While the NeuralNetworkBuilder currently does not have options for image outputs, you can use coremtools to modify the resulting model so that the desired multiarray output is treated as an image.
Here is an example helper function:
def convert_multiarray_output_to_image(spec, feature_name, is_bgr=False):
"""
Convert an output multiarray to be represented as an image
This will modify the Model_pb spec passed in.
Example:
model = coremltools.models.MLModel('MyNeuralNetwork.mlmodel')
spec = model.get_spec()
convert_multiarray_output_to_image(spec,'imageOutput',is_bgr=False)
newModel = coremltools.models.MLModel(spec)

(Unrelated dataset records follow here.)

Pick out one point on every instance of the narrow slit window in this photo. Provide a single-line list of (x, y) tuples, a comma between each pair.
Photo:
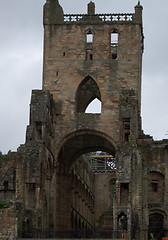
[(6, 185), (126, 129), (154, 186), (89, 54), (89, 37), (114, 39)]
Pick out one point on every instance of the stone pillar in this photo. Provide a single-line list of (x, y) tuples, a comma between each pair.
[(63, 204)]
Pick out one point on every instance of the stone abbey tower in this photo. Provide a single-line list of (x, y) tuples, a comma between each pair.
[(56, 189)]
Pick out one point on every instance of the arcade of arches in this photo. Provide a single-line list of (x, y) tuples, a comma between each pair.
[(79, 174)]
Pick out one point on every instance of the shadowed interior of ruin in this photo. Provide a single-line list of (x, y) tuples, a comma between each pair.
[(79, 174)]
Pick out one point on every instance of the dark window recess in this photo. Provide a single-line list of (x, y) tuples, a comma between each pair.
[(125, 186), (154, 185), (126, 129), (6, 185), (39, 129), (89, 54), (114, 39), (114, 56), (89, 37), (114, 44)]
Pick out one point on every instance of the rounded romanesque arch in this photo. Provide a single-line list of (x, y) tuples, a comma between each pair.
[(73, 145)]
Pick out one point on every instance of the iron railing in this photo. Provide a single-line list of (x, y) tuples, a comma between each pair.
[(113, 234)]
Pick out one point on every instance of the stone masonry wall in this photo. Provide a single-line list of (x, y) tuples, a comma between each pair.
[(8, 227)]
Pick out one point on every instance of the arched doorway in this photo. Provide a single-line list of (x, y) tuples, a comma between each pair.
[(74, 177)]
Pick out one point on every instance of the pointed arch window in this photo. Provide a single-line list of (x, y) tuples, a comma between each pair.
[(87, 92)]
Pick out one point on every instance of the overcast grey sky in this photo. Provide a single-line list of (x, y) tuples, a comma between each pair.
[(21, 51)]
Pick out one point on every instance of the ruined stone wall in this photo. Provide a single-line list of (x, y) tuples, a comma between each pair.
[(65, 65), (8, 224)]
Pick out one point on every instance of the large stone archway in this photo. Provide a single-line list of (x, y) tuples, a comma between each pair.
[(70, 148)]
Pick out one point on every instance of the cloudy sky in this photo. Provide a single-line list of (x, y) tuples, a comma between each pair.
[(21, 52)]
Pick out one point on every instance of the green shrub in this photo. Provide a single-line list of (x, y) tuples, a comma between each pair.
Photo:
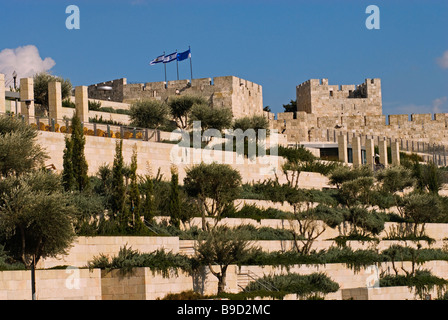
[(303, 286), (160, 261), (296, 154), (422, 281), (94, 105), (67, 103), (184, 295)]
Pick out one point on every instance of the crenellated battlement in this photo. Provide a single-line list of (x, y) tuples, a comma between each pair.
[(242, 96), (317, 96)]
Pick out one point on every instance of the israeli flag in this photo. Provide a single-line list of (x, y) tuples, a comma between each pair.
[(170, 57), (184, 55), (159, 59)]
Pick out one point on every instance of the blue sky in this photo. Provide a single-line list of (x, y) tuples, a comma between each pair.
[(278, 44)]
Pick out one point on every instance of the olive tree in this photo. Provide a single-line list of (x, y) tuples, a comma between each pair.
[(35, 218), (220, 248), (19, 150), (214, 186), (149, 114), (180, 108), (211, 118)]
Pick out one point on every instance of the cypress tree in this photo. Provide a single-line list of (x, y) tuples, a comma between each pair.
[(80, 167), (68, 179), (149, 207), (134, 192), (174, 209), (118, 188)]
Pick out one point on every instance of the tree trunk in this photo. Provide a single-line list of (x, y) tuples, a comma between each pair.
[(33, 278)]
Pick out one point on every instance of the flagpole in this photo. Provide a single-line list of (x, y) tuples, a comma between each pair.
[(191, 67), (164, 65), (177, 65)]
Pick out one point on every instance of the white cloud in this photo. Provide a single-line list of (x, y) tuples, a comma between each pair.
[(438, 104), (443, 60), (25, 60)]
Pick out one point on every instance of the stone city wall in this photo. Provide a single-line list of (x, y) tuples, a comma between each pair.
[(245, 98)]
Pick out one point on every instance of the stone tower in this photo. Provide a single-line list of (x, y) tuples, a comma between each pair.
[(321, 99)]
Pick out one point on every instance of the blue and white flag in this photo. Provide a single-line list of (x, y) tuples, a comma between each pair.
[(159, 59), (184, 55), (170, 57)]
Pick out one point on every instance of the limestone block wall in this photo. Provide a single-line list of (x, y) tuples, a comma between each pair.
[(84, 249), (417, 129), (79, 284), (154, 155), (386, 293), (116, 94), (241, 96), (318, 97), (143, 284)]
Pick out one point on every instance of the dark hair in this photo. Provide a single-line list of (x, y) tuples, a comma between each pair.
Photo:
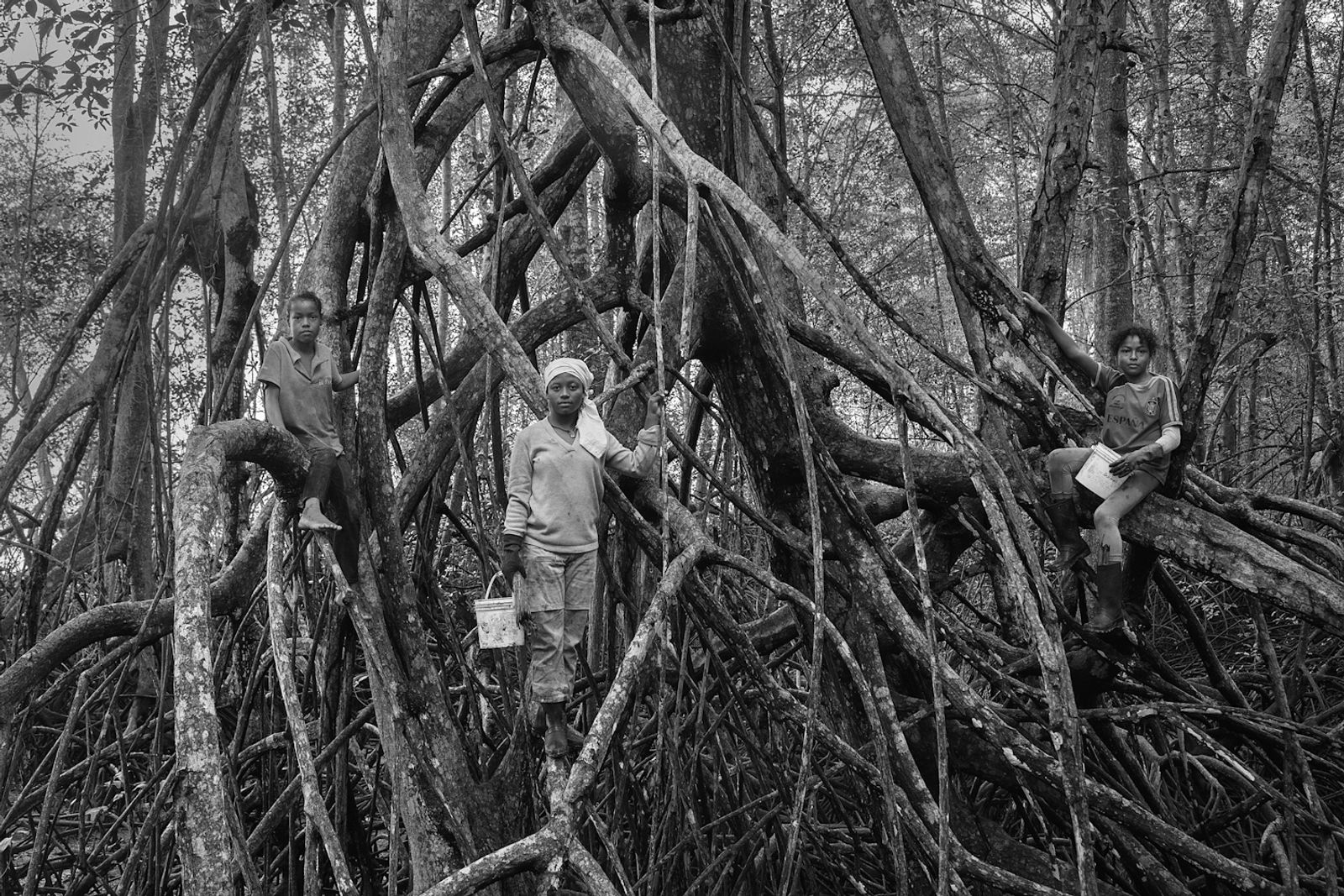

newModel.save('MyNeuralNetworkWithImageOutput.mlmodel')
Parameters
----------
spec: Model_pb
The specification containing the output feature to convert
feature_name: str
The name of the multiarray output feature you want to convert
is_bgr: boolean
If multiarray has 3 channels, set to True for RGB pixel order or false for BGR
"""
for output in spec.description.output:
if output.name != feature_name:
continue
if output.type.WhichOneof('Type') != 'multiArrayType':
raise ValueError("%s is not a multiarray type" % output.name)
array_shape = tuple(output.type.multiArrayType.shape)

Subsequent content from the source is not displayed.